GSoC2008, a project proposal

From: Marcin Skladaniec (marci..sh.com.au)
Date: Thu Mar 27 2008 - 10:33:55 EDT

  • Next message: Robert Zeigler: "Re: GSoC2008, a project proposal"

    Hello

    I've been using open source software, and Cayenne in particular, for
    quite some time now. Now finally comes a great opportunity for me to
    contribute something back to the open source world.
    It is sad that I could not do much until the incentive from Google
    came along, but let me just blame the fact that I'm a busy student...

    I have already talked to Andrus about the possible projects I could
    undertake, and to my great contentment he liked the idea of
    implementing inheritance in Cayenne and agreed to be my mentor for
    SoC2008.
    I put together a proposal, and at the end of this email you can find
    the most important fragment of it (I skipped all the 'why me' bits ).

    Any feedback is most welcomed !

    Best regards
    Marcin

    "There are several object-relational mapping (ORM) java frameworks in
    existence, and in my opinion Cayenne (http://cayenne.apache.org/) is
    one of the best. Cayenne has clear and consistent API, and great, most
    vibrant community I met in the open source world.
    Cayenne has many features you one would expect ORM to have, but it is
    lacking one important feature which is present in competing projects
    like Hibernate: inheritance. I would like to propose a Summer of Code
    project bringing inheritance to Cayenne.

    At the moment Cayenne does support only some sort of flat inheritance
    (called 'derived entities' ), but it is already marked as deprecated
    and will be excluded from future versions.
    I believe (re)adding this feature is going to highly improve Cayenne
    as ORM, I have already found myself missing it few times when working
    on various database designs.

    There are few ways of designing inheritance, mentioned before flat
    inheritance, vertical inheritance and horizontal inheritance. I would
    like to explain differences between them to explain what I would like
    to do. I'll use an example to illustrate each type, in the examples
    I'll use notation Table[field1, field2,..] to describe the database
    structure and Entity<field1, field2,...> to describe entities.
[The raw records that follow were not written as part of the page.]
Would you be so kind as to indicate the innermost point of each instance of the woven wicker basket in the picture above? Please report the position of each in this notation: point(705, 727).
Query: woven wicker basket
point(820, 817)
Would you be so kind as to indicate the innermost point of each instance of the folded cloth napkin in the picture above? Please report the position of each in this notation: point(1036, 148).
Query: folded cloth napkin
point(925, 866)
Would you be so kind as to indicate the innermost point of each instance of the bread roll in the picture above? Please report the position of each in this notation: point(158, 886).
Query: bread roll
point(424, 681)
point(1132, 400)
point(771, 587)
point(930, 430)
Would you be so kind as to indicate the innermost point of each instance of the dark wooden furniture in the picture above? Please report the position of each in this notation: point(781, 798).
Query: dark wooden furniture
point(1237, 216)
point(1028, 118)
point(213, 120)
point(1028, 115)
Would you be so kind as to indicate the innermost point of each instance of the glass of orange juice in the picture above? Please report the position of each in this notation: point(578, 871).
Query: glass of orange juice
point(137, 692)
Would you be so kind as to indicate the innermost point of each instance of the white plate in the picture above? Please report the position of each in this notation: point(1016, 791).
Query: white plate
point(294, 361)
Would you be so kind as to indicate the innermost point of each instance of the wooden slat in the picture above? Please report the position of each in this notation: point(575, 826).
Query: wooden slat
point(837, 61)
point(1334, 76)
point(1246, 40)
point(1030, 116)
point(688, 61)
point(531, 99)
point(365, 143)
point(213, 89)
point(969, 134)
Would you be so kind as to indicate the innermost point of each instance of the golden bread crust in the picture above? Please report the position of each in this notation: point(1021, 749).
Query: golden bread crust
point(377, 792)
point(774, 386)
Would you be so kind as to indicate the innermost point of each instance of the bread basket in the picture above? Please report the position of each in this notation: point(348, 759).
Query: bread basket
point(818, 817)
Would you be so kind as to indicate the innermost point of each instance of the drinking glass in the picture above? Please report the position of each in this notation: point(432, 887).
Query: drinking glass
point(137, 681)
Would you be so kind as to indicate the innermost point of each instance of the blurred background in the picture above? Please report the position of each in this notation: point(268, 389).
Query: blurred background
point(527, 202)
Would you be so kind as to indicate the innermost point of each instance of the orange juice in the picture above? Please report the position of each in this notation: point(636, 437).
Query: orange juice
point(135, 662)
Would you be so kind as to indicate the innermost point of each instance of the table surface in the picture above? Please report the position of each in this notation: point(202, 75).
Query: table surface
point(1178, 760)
    Without inheritance a database table is simply mapped to a java class
    (which is often called an entity).
    Example: If an application has an entity representing different
    payments each type of payment needs to be stored in separate table and
    will be mapped to a separate entity, ie.
    - CreditCardPayment[amount, bankedDate, ccNumber, ccExpiry, ...] <=>
    CreditCardPayment<amount, bankedDate, ccNumber, ccExpiry, ...>
    - ChequePayment[amount, dateBanked, chequeBank, ...] <=>
    ChequePayment<amount, dateBanked, chequeBank, ...>
    - CashPayment[amount, dateBanked, ...] <=> CashPayment<amount,
    dateBanked, ...>
    As can be seen some fields gets duplicated, and as there is no
    inheritance between the java classes the application ends up with
    plenty duplicate code. Also the relationships between the entities
    might get complicated, for example an Invoice would need to have
    separate relationship to each payment table.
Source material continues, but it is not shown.